Balthus' naivete or his mastery

Balthus: Cats and Girls at the Metropolitan Museum of Art was the topic of discussion for a recent ArtCritical Panel. David Cohen was joined in an email exchange by six painters (Duncan Hannah, Dennis Kardon, David Carbone, Christina Kee, Nora Griffin) and a poet (Vincent Katz). 
The panelists discuss Balthus' naïveté or his mastery of painting, compare him stylistically to Courbet and Magritte, and dig into the "painting' and 'image' debate. Here's an excerpt from the dialogue, I highly recommend checking out the entire correspondence here.
COHEN  I’ve got to say I always thought Magritte’s technique was intentionally dull – with the bland touch of a sign painter – compared to either the inventive lyricism of Miró or the virtuoso slickness of Dalí.  Balthus is that rarity, it seems to me, an artist who is totally authentic within a self-consciously outmoded painterly idiom.  He doesn’t seem to be intent on juggling several historic styles to make a contemporary one; nor on passing himself off as belonging to a specific past period; nor on playing the kind of stylistic games that were or would soon become current (Picasso, Derain, Picabia).  But intensely as he might be looking at Courbet, Piero et al. he isn’t occupying their respective period looks as if trying to pass himself off as a contemporary of one of them either.

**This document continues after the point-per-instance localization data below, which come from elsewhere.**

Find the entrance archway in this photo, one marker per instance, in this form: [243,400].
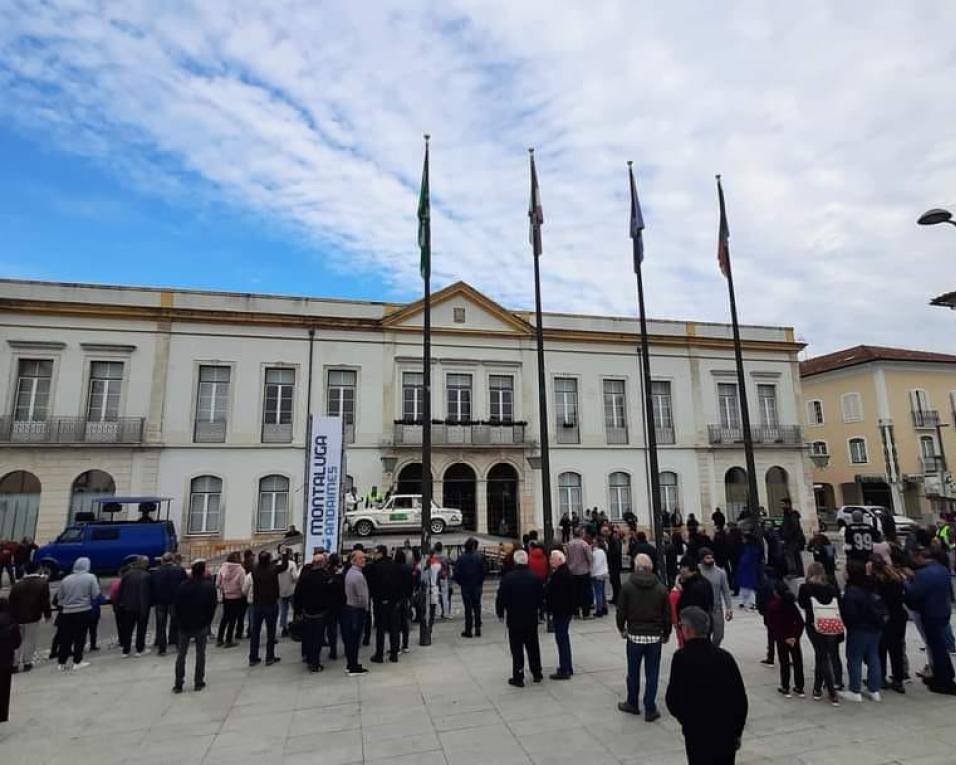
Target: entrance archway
[19,505]
[503,500]
[777,490]
[458,490]
[735,492]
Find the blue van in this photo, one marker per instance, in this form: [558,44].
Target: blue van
[108,544]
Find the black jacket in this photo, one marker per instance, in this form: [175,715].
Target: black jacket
[560,594]
[519,596]
[195,604]
[706,694]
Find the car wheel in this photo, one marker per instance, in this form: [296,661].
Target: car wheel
[364,528]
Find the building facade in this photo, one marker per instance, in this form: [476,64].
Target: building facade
[203,397]
[885,419]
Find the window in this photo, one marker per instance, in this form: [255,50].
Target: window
[502,398]
[413,396]
[106,379]
[669,494]
[280,388]
[569,493]
[566,401]
[33,390]
[858,451]
[205,504]
[273,503]
[342,395]
[459,397]
[728,405]
[851,405]
[767,401]
[619,487]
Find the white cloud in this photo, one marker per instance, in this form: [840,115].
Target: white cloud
[831,124]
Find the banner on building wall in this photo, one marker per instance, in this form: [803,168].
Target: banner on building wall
[325,475]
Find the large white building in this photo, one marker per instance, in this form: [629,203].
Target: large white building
[203,397]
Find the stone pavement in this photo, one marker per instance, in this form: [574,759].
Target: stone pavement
[448,704]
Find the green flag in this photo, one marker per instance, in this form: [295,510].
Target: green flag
[424,221]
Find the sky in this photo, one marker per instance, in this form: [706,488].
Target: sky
[277,147]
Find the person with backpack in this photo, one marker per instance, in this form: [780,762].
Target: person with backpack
[864,616]
[820,600]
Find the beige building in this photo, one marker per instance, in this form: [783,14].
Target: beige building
[882,421]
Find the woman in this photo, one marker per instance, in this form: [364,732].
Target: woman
[819,598]
[889,584]
[229,583]
[864,615]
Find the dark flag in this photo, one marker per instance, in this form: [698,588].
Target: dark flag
[637,222]
[535,214]
[723,237]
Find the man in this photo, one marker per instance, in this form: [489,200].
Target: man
[29,602]
[518,597]
[354,613]
[644,620]
[318,596]
[470,576]
[195,606]
[717,578]
[164,583]
[560,600]
[132,607]
[858,538]
[929,593]
[706,694]
[579,563]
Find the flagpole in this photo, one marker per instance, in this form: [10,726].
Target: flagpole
[657,526]
[534,214]
[424,633]
[741,379]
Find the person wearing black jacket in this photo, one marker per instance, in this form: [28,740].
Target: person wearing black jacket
[706,694]
[195,604]
[560,601]
[519,595]
[470,575]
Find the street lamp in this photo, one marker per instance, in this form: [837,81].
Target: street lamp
[934,216]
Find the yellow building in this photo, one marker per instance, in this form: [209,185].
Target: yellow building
[883,420]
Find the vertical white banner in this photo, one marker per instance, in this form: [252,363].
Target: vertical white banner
[323,511]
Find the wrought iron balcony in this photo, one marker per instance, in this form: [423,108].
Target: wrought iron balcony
[782,435]
[72,430]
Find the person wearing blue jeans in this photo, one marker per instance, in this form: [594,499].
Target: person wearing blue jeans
[644,620]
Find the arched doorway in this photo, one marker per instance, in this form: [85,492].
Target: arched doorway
[19,505]
[458,490]
[735,492]
[87,487]
[503,500]
[777,490]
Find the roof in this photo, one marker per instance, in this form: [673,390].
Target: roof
[864,354]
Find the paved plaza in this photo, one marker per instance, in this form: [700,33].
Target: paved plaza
[448,703]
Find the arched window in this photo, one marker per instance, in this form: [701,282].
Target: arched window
[205,505]
[619,488]
[670,496]
[569,493]
[273,503]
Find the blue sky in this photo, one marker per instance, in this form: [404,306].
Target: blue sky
[249,146]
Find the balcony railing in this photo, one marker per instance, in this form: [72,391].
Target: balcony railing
[926,418]
[72,430]
[782,435]
[463,434]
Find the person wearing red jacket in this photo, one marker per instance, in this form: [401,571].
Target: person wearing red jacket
[785,625]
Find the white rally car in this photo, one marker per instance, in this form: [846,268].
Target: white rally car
[401,512]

CARBONE  The flat-footedness of Magritte’s realism is an intentional take down of traditional academic painting that has to do with a Dadaist play of signs.  In a somewhat related way, Balthus uses a more complex realism in the 1930s and early 40s to evoke a Biedermeier style of 19th century northern painting that he then subverts with a severe simplicity taken from children’s picture books to which he adds a range of tonalities that evoke a claustrophobic and melancholy air.KARDON  Magritte was only interested in pictorial ambiguity and not painterly ambiguity: he needed to paint only what was necessary to make the meaning for his image, but was not really interested in the painting process. Whereas Balthus was totally concerned with the ambiguities of paint in creating an image. Not only are you staring right up Thérèse’s crotch but – because the surface breaks to reveal the reddish brown under painting – it appears she has just gotten her period. This is missing in the earlier Art Institute painting and goes to my point about the ambiguous meaning from the substance of the paint rather than Magritte’s ambiguity from the image.  And note that this painting has been hung significantly higher here than when it is in the permanent collection, presumably to enhance the crotch point of view.